Since local windows that do not overlap with each other can be processed simultaneously, MGL is implemented with multithreading to speed up processing. A scheduling step decides which local windows can be processed at the same time. The *scheduler* maintains a list  $\mathcal{L}_p$  containing 2-tuples of the target cell and its corresponding local window under processing. In each iteration, the scheduler selects a fixed number of these 2-tuples that do not have their local windows overlapping with each other and pushes them into  $\mathcal{L}_p$ .

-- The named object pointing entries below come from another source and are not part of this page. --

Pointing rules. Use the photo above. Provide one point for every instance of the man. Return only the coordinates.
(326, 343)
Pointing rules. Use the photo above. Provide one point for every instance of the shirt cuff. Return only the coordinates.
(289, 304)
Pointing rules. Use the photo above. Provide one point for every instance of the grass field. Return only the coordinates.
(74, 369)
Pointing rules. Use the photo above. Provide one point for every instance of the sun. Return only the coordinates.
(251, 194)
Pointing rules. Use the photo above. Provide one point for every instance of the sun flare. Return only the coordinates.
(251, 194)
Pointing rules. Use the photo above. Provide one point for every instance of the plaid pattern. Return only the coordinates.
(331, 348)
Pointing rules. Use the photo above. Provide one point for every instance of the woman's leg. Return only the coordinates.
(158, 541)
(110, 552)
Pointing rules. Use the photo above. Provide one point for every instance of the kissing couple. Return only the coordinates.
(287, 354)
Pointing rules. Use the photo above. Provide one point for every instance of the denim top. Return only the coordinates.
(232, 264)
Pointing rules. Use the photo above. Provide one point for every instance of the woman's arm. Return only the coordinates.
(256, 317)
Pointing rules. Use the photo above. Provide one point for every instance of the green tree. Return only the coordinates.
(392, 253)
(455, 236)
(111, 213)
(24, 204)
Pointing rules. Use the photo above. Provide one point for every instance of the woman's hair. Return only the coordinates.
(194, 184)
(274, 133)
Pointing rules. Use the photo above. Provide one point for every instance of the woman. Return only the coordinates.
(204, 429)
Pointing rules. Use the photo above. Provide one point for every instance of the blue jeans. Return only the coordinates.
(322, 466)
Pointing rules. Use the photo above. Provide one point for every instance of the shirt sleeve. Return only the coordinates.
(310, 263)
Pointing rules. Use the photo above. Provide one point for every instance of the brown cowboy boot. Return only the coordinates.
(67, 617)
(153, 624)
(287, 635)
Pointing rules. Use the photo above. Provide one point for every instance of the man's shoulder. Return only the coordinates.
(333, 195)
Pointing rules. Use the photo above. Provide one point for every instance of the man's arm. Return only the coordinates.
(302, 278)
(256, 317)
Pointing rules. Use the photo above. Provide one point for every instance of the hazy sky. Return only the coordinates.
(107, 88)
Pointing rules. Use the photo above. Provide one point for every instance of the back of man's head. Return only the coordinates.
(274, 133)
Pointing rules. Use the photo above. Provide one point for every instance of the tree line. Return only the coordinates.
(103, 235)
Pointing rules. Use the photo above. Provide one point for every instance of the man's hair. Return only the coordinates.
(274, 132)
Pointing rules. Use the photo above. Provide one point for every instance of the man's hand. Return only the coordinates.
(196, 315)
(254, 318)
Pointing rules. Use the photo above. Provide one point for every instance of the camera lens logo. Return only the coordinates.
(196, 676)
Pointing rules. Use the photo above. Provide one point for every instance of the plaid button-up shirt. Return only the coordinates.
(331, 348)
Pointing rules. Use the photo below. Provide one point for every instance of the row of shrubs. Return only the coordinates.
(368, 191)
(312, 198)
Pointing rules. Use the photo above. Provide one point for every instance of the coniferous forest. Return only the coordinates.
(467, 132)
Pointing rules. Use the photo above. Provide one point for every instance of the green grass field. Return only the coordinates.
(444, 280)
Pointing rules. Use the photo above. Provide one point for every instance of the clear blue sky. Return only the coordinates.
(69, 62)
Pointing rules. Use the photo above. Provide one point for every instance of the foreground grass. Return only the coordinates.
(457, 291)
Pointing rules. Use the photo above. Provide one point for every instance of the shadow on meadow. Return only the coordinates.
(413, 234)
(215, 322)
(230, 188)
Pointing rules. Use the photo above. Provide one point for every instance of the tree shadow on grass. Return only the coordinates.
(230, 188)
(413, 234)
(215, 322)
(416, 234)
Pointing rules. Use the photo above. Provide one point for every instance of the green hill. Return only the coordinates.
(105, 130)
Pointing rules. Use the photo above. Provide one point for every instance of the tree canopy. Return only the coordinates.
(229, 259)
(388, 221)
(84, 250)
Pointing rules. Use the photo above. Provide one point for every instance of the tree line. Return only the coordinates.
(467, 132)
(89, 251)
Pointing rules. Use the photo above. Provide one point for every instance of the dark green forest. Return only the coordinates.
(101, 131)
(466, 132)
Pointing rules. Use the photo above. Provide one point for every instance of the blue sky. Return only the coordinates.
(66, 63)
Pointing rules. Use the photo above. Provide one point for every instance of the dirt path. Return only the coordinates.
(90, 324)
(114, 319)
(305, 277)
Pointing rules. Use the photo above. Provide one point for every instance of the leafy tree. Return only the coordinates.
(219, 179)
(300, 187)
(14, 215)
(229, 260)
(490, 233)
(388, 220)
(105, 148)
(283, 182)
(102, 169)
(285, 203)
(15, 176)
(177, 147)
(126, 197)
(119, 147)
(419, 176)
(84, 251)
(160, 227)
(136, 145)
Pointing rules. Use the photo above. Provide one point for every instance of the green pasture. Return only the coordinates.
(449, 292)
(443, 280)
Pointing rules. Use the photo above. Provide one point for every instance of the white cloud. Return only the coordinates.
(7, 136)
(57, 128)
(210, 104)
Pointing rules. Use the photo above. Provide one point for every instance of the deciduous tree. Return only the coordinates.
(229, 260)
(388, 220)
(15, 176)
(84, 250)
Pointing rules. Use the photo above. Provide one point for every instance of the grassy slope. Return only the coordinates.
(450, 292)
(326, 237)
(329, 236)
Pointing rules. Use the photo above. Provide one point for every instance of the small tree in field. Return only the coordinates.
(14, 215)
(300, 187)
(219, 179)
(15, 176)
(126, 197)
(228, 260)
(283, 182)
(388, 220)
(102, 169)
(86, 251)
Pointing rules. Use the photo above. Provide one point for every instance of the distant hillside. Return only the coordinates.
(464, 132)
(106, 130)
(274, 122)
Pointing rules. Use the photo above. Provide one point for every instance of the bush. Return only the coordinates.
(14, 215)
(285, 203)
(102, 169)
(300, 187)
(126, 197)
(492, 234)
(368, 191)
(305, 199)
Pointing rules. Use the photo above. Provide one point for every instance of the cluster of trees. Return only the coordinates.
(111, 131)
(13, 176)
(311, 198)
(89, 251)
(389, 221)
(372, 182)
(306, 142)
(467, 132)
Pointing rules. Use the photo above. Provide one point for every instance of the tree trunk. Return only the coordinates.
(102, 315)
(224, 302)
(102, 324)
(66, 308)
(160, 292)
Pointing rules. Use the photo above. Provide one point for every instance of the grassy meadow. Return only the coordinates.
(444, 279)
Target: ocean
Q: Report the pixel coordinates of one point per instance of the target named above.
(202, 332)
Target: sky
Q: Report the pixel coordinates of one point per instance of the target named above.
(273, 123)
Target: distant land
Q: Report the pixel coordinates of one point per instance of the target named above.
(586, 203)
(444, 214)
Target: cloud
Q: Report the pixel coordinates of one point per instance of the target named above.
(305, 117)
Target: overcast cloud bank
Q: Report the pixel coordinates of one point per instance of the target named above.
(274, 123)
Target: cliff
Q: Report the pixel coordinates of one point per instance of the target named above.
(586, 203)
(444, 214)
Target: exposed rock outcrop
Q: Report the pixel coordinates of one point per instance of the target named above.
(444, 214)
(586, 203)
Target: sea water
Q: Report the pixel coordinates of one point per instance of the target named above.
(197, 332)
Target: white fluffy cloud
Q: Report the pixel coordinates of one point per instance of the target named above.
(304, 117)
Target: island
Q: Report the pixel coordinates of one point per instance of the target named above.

Legalizers in the child threads process MGL whenever there is unprocessed 2-tuple in  $\mathcal{L}_p$  and apply the legalization step. The scheduler switches to perform MGL as well when it finished scheduling. If MGL failed to insert the target cell, the local window is expanded and the new 2-tuple of the target cell and the expanded local window will then be pushed into a waiting list  $\mathcal{L}_w$  from which the scheduler will select the 2-tuples for the next iteration. Since the scheduler synchronizes all threads and the cell order in  $\mathcal{L}_w$  is kept the same as the original cell order, the multithread implementation is deterministic once the capacity of list  $\mathcal{L}_p$  is determined.

# IV. EXPERIMENTAL RESULTS

We implemented the proposed legalization algorithm for mixed-cell-height circuits in C++ programming language. LEMON [25] is used as the MCF solver. We run all experiments on a 64-bit Linux machine with eight cores of Intel Xeon 2.1-GHz CPUs and 64-GB RAM.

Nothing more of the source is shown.